An adult consumer would (presumably) know better and be honest about where their own dollar goes, but a kid? I remember buying Batman Returns for Sega Genesis as a kid without knowing anything much about it beyond that it had Batman. It was… tolerable. Not a very good game, but it had some fun aspects. The thing is, I almost bought Revenge of the Joker (which the AVN covered here), and that game is all sorts of fucked up. And I almost bought games that were even worse, where even my dad had to step in sometimes (despite knowing not a fucking thing about games whatsoever, nor thinking they had any cultural worth) and refuse to buy a game because he knew it was pure 100% scheme and kultur-crime.

I think making intentionally shitty games you don’t care about, with a franchise kids love, is one of the more depraved things you can do in modern capitalist society.
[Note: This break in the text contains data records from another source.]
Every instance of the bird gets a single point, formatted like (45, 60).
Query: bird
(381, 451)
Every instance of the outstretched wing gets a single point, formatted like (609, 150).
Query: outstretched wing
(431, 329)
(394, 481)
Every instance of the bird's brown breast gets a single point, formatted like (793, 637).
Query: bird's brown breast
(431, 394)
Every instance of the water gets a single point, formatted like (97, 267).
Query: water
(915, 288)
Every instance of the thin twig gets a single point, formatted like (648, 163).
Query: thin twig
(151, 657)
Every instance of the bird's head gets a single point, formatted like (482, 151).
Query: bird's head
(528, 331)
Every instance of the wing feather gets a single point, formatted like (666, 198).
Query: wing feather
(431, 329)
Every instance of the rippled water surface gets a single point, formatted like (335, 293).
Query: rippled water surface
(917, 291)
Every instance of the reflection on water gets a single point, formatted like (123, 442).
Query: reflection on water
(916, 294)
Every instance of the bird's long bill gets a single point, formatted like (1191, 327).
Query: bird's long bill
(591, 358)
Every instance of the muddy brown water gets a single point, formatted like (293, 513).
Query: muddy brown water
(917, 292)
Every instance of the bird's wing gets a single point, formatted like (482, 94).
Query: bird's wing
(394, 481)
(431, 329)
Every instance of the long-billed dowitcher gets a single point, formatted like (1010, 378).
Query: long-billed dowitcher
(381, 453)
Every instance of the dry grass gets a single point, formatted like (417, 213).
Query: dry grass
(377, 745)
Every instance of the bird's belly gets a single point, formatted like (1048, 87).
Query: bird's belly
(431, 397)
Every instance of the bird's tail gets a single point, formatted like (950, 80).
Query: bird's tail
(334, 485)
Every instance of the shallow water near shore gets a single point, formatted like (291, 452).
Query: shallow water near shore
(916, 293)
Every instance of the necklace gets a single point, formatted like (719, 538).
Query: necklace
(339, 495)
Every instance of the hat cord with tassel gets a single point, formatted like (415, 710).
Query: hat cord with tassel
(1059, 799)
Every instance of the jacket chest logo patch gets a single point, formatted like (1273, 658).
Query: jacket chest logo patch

It’s basically soft child-abuse, but also soft-crime against culture. You are actually ripping people off who are not developed enough mentally to even know any better. I understand — it might sell, you might make some money, and I just “don’t realize the business side of things”.

Nah, that’s horseshit. Let me put it this way: that kind of rationalizing and cheap opportunism is what all the financiers were doing in the housing bubble 2+ years ago — pushing mortgages on people who didn’t understand or deserve them, and then intentionally making money off of that ignorance. And then those same sellers were investing in risky mortgages in the last housing bubble because, even though it was economic sewage, it stood to make them some easy money. So fuck all that – quick easy money is for sewer scum; always has been, always will be, and it always ruins the economy and culture in the long run.

Yet I should point out, lest this incredibly important sound bitter or unreasonable, that a lot of the shitty games out there were often more naive or oblivious or miscalculated, rather than nefarious in design. Some of it is just uncalibrated experimentation, like Legend of Kage, Buck Rodgers, Solar Jetman, or say… the original Dragon Warrior and Final Fantasy. The latter two shaped up to be important games that were actually good, but at the beginning they weren’t scamming kids to buy into what they were doing (which were actually pretty original ideas in the first place, despite being implemented poorly, and much better already than some junk like Legend of Kage). And a lot of sequels were also just attempts at innovation or changes which fell short or didn’t take the time to be thoroughly tested (Castlevania II, Ninja Gaiden III, Double Dragon III).

But! Even if this shit is only being revealed in hindsight, kudos to the Angry Video Game Nerd. I remember games like Shaq-Fu getting decent reviews in magazines that I read as a kid (even gems like Game Players!), who were basically paid or endorsed to not shit all over a high-financed game. In this area, GamePro was often the worst, with arbitrary ratings systems, impersonal articles written by fake personas that the staff writers could hide behind (you could tell it didn’t fucking matter who wrote any of those, Sushi X might as well have been Scary Larry), and more ads than any of their competition. I think the kind of honest criticism the AVGN puts up is entertaining cultural polemicism, like what real film criticism should/could be.